CMF makes the case for an Indigenous Screen Office

To bolster representation of Aboriginal Peoples in Canadian media, a new report argues for a dedicated body modelled on the Screen Australia Indigenous office.
Report

Canada’s media sector should establish an Indigenous Screen Office, modeled on Screen Australia’s Indigenous office, in order to better serve the Indigenous screen-based sector domestically, according to a report released Monday by the CMF.

The purpose of the office, which the report identified as its primary recommendation, would be to support the development, production and marketing of Indigenous features, short films, television and digital media content. In addition, the office would support script development, administer funding and facilitate relationships between Indigenous industry members and distributors, broadcasters and funding agencies.

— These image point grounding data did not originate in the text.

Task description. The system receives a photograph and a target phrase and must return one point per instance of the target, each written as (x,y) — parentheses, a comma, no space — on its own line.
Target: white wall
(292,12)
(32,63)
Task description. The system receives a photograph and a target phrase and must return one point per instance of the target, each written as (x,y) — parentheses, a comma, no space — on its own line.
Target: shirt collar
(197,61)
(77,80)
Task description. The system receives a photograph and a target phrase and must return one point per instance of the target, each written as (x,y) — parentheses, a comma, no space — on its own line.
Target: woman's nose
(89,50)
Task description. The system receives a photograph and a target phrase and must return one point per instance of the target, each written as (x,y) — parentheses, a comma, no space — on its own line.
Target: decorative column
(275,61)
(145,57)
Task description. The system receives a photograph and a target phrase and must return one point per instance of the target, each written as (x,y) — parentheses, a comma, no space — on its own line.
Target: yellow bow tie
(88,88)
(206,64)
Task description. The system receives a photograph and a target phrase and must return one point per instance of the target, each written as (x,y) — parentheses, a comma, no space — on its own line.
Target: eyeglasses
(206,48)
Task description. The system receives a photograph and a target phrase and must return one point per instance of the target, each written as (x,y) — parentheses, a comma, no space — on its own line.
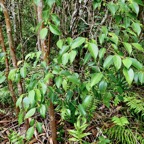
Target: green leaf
(96,78)
(54,29)
(43,111)
(136,27)
(23,72)
(58,81)
(77,42)
(30,113)
(102,86)
(138,46)
(93,49)
(136,64)
(117,61)
(129,75)
(72,56)
(65,58)
(128,47)
(39,127)
(43,33)
(102,52)
(60,43)
(29,133)
(108,61)
(82,110)
(114,38)
(31,96)
(127,62)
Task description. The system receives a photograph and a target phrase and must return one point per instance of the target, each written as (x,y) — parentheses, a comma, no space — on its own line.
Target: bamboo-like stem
(10,85)
(45,52)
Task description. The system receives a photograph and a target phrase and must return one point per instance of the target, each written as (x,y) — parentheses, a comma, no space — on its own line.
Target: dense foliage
(74,67)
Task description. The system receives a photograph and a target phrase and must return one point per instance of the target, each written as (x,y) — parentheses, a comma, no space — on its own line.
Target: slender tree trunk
(10,85)
(11,45)
(45,53)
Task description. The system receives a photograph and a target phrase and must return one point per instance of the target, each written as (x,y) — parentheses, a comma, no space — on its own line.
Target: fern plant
(135,104)
(119,134)
(120,121)
(15,138)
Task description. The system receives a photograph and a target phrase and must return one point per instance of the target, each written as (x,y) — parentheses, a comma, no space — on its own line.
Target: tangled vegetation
(71,71)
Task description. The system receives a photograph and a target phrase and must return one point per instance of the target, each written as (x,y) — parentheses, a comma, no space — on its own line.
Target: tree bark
(45,53)
(10,85)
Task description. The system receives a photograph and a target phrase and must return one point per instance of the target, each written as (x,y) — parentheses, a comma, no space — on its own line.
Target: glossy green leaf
(29,133)
(129,75)
(93,49)
(108,61)
(77,42)
(43,33)
(128,47)
(65,58)
(117,61)
(72,56)
(127,62)
(30,113)
(54,29)
(96,78)
(43,111)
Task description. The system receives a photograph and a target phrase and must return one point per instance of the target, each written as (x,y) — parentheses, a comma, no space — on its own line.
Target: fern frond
(135,104)
(122,135)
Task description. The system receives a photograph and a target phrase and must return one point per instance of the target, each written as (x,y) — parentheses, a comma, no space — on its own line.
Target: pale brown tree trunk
(45,52)
(10,85)
(11,45)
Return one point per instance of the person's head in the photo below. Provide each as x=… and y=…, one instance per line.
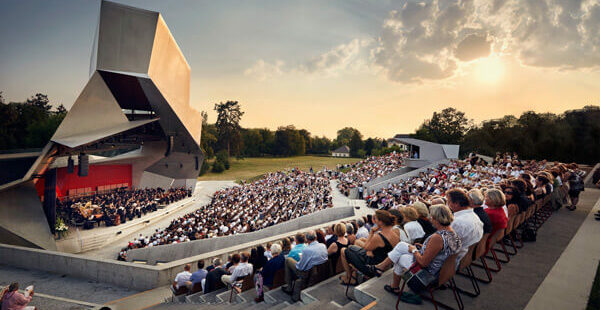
x=476, y=197
x=311, y=236
x=299, y=238
x=275, y=249
x=360, y=223
x=383, y=218
x=494, y=198
x=399, y=218
x=286, y=245
x=457, y=199
x=441, y=215
x=410, y=214
x=13, y=287
x=244, y=256
x=340, y=230
x=421, y=209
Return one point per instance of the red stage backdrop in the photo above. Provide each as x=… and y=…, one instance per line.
x=100, y=177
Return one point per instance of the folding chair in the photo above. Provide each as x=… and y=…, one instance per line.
x=446, y=276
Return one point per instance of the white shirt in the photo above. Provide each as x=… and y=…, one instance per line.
x=182, y=277
x=362, y=232
x=242, y=270
x=414, y=230
x=469, y=229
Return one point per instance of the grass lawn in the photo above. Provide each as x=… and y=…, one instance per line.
x=251, y=168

The report indicated that in order for the office to be effective, the CMF, CBC, Telefilm, NFB, APTN and other industry stakeholders would need to collaborate to create a mandate for developing Indigenous producers, writers and directors.

In compiling its findings, Marcia Nickerson, on behalf of the CMF, engaged a number of Indigenous writers, directors, and producers, as well as broadcasters and funders over the course of six months during 2016.

The report highlighted a number of barriers for Indigenous members working in the the industry today, including difficulty in accessing distribution and funding, a lack of Indigenous representation in key decision-making positions within the industry and a lack of professional development opportunities.

On the funding front, the report said the current framework does not address the costs associated with creating content in Indigenous communities. Namely, geography and accessing Indigenous language holders. The survey also advised pooling all Indigenous-dedicated media funding into a single Indigenous Screen Fund, which would be governed by Indigenous people. As well, the report said both the CMF’s Convergent and Experimental  streams should be changed to include Indigenous components.

In terms of distribution, the report indicated that the Canadian broadcast system is not fairly representing Indigenous programming. “Mainstream broadcasters have not acted on their responsibilities under the Broadcasting Act to reflect Indigenous content,” the report read. “The mainstream industry is viewed as exclusionary, ghettoizing Indigenous creators to APTN as the place for Indigenous storytellers.”

A solution offered in the report would be for the CRTC to change the licensing agreements for broadcasters, incentivizing and requiring them to air a greater quantity of Indigenous content. The government could also offer tax credit incentives to encourage broadcasters to increase their distribution on Indigenous-created content.